BEHAVIOUR, FORAGING & DIET

More than its congener Greater Coucal, it vocalises from the top of bushes or dense grassy patches, although most of the time it is rather shy and less obvious. Little is known regarding prey in HK, though several large hairy caterpillars were found in the stomach of a female by Swinhoe (1861).

RANGE & SYSTEMATICS

Occurs from southwest and northeast India east through Bangladesh and Indochina to southeast China, and south through southeast Asia to the Greater and Lesser Sundas and the Philippines (Payne 2020). In China it is largely confined to areas south of the Yangtze including Hainan and Taiwan, though it extends further north in the eastern coastal region (Liu and Chen 2020).

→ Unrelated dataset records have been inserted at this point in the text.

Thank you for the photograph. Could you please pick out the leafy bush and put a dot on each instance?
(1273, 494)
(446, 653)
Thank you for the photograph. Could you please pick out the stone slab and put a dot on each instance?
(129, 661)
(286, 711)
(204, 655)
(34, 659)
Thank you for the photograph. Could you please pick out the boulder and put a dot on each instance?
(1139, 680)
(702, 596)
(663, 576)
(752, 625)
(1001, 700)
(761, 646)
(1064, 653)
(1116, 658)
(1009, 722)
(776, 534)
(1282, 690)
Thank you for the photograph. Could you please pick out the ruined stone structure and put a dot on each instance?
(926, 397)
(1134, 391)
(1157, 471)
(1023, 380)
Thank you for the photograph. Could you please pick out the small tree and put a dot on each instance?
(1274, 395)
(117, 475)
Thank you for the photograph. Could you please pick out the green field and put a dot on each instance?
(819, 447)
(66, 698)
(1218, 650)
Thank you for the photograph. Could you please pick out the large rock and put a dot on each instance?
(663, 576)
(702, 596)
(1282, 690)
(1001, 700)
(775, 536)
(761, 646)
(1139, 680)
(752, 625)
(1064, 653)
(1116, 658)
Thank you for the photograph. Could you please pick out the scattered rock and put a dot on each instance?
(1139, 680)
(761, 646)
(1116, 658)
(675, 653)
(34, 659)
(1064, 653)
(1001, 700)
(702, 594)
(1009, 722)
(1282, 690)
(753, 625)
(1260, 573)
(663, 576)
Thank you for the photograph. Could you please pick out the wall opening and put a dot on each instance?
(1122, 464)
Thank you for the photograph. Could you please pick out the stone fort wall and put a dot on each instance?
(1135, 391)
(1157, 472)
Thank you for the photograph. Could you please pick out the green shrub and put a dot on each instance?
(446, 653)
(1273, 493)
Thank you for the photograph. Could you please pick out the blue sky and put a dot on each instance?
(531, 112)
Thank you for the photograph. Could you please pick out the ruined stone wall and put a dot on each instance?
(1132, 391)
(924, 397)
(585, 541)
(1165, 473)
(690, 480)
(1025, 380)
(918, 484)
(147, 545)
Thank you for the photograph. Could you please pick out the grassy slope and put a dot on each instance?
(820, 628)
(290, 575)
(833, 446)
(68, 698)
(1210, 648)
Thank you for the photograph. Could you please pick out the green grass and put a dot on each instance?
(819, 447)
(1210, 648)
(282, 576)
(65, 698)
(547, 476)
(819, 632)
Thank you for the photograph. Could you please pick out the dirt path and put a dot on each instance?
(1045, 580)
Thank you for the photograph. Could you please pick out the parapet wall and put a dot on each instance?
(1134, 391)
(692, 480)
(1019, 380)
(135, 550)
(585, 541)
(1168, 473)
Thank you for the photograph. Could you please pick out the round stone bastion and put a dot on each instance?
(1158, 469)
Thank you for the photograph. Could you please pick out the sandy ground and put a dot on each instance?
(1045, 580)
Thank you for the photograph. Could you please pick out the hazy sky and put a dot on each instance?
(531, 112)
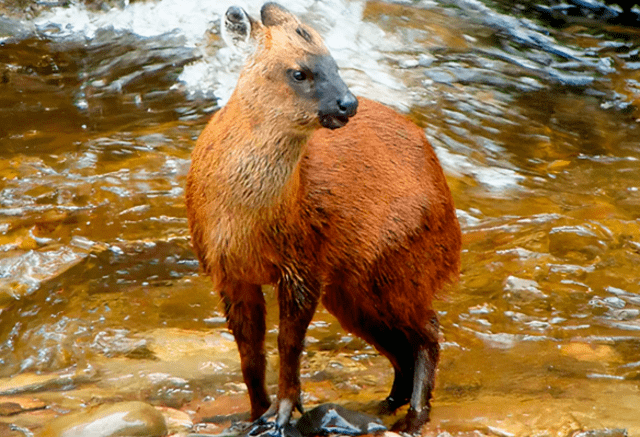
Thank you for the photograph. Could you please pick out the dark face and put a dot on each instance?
(317, 79)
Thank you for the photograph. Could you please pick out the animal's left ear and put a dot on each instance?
(239, 30)
(273, 14)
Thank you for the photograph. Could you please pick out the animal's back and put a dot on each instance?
(376, 189)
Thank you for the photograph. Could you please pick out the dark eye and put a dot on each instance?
(299, 75)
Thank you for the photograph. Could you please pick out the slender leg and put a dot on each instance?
(426, 360)
(245, 310)
(297, 305)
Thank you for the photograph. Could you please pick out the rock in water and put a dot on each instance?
(116, 420)
(328, 419)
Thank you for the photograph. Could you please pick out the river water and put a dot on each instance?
(538, 131)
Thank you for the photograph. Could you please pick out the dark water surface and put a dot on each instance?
(537, 129)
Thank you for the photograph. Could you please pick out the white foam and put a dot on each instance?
(357, 46)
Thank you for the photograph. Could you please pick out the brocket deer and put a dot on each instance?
(297, 183)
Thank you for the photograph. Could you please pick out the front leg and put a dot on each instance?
(297, 301)
(245, 311)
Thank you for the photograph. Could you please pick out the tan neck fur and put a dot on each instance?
(258, 155)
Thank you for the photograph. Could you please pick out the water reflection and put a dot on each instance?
(536, 128)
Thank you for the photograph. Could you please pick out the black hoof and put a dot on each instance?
(412, 423)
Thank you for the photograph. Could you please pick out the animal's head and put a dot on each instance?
(290, 71)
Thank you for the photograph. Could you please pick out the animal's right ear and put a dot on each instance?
(238, 29)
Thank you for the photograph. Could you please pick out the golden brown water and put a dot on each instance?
(100, 296)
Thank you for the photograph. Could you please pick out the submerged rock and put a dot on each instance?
(334, 419)
(116, 420)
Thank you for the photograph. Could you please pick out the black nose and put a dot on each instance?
(348, 105)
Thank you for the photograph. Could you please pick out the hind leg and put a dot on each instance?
(245, 310)
(394, 345)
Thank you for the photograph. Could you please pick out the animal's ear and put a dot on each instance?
(238, 29)
(273, 14)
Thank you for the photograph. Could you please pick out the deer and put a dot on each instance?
(331, 199)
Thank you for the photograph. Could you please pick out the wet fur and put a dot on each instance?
(359, 217)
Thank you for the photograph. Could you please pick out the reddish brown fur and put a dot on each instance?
(360, 217)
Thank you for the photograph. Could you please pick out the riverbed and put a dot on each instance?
(536, 126)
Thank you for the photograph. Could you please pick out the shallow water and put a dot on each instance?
(536, 127)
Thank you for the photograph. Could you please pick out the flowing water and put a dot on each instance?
(538, 131)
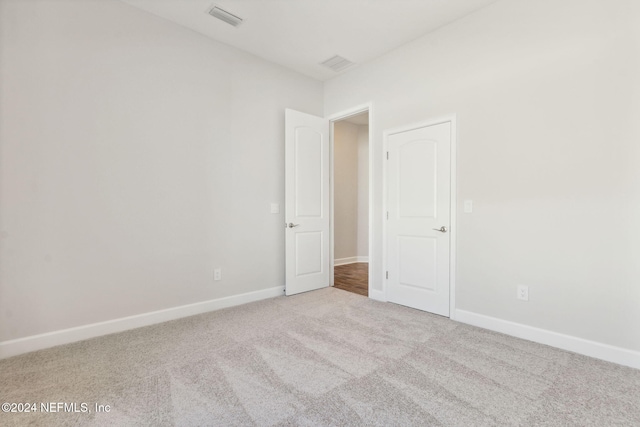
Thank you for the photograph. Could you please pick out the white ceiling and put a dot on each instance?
(299, 34)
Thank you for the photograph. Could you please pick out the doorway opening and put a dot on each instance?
(351, 202)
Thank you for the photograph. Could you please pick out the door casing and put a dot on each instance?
(453, 200)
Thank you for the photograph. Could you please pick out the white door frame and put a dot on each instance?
(368, 107)
(451, 118)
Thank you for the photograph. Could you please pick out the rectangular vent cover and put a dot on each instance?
(337, 63)
(225, 16)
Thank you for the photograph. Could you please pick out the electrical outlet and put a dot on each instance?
(523, 292)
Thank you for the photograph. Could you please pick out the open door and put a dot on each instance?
(307, 202)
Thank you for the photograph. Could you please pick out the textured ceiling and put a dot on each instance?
(299, 34)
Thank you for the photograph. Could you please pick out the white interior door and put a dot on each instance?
(418, 225)
(307, 204)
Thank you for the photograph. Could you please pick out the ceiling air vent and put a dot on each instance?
(225, 16)
(337, 63)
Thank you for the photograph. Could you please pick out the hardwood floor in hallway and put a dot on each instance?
(353, 278)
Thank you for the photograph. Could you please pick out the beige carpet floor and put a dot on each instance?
(327, 357)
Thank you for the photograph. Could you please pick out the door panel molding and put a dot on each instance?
(307, 203)
(452, 119)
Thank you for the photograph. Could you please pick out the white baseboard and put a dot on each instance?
(594, 349)
(377, 295)
(66, 336)
(350, 260)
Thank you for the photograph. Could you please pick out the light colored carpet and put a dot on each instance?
(327, 357)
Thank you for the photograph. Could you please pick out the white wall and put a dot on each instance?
(547, 97)
(135, 156)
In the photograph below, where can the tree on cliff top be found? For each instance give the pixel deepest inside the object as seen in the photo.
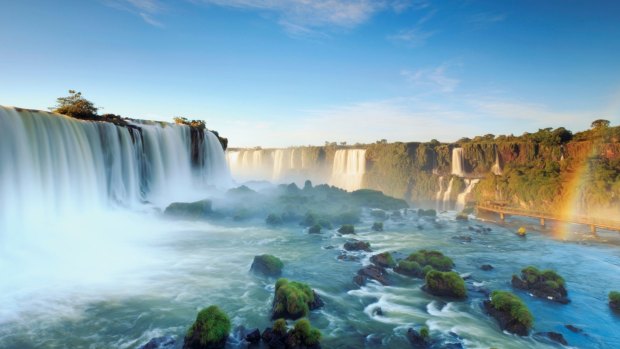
(75, 106)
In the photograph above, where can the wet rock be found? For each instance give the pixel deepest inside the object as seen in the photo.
(573, 329)
(553, 336)
(253, 336)
(165, 342)
(373, 272)
(486, 267)
(384, 260)
(356, 245)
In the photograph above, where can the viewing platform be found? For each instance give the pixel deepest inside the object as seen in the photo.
(594, 223)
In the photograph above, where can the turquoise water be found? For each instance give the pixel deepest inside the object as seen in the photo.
(150, 279)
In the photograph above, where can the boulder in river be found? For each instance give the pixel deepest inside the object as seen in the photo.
(267, 264)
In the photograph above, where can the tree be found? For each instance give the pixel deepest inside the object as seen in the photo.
(600, 123)
(75, 106)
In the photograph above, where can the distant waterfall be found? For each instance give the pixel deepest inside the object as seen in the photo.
(458, 162)
(462, 197)
(446, 195)
(52, 164)
(348, 169)
(439, 195)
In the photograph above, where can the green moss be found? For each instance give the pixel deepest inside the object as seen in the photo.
(268, 264)
(315, 229)
(434, 259)
(448, 284)
(347, 229)
(213, 327)
(280, 327)
(292, 299)
(510, 303)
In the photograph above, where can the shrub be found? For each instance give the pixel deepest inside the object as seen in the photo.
(434, 259)
(377, 226)
(509, 303)
(347, 229)
(448, 284)
(267, 264)
(210, 330)
(292, 299)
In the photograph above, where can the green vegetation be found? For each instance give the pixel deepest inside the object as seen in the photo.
(267, 264)
(347, 229)
(210, 330)
(377, 226)
(292, 299)
(191, 210)
(304, 335)
(315, 229)
(75, 106)
(614, 300)
(434, 259)
(513, 306)
(445, 284)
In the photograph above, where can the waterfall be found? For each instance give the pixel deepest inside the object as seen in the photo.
(496, 169)
(446, 195)
(458, 163)
(348, 169)
(439, 196)
(462, 197)
(52, 164)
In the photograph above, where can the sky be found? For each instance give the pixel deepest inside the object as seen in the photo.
(277, 73)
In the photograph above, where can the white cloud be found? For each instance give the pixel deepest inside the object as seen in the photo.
(433, 78)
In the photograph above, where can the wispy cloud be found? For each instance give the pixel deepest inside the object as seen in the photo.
(145, 9)
(432, 78)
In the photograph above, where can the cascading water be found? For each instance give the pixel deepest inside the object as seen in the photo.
(439, 196)
(348, 169)
(458, 162)
(462, 197)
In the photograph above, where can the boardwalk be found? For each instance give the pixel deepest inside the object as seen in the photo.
(594, 223)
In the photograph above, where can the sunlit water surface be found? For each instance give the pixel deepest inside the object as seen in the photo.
(118, 284)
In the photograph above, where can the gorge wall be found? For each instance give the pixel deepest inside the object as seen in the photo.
(520, 172)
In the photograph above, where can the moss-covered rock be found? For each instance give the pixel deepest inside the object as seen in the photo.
(445, 284)
(434, 259)
(377, 226)
(346, 229)
(267, 264)
(209, 331)
(294, 300)
(356, 245)
(189, 210)
(510, 311)
(384, 260)
(614, 300)
(543, 284)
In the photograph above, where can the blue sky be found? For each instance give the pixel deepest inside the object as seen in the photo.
(297, 72)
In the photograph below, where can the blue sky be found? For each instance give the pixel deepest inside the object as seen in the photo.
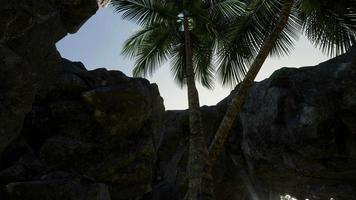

C.b. lignator occurs in south and southeast China including HK, Hainan and Taiwan. Five other subspecies are also recognised.

CONSERVATION STATUS

IUCN: Least Concern. Population trend increasing.






 

Herklots, G.A.C. 1935a. The birds of Hong Kong. Part XVIII. Family Cuculidae (Cuckoos), Sub-family Phoenicophainae (Ground-Cuckoos). Hong Kong Naturalist 6: 1-4.

Herklots, G.A.C. 1935b. Crow-pheasants, additional notes. Hong Kong Naturalist 6: 87-88.

Herklots, G.A.C. 1953. Hong Kong Birds. South China Morning Post, Hong Kong.

Liu, Y. and Y. H. Chen (2020). The CNG Field Guide to the Birds of China (in Chinese). Hunan Science and Technology Publication House, Changsha.

Payne, R. B. (2020). Lesser Coucal (Centropus bengalensis), version 1.0. In Birds of the World (J. del Hoyo, A. Elliott, J. Sargatal, D. A. Christie, and E. de Juana, Editors). Cornell Lab of Ornithology, Ithaca, NY, USA. https://doi.org/10.2173/bow.lescou1.01

Swinhoe, R. 1861. Notes on the ornithology of Hong Kong, Macao and Canton, made during the latter end of February, March, April and the beginning of May 1860. Ibis 1861: 23-57.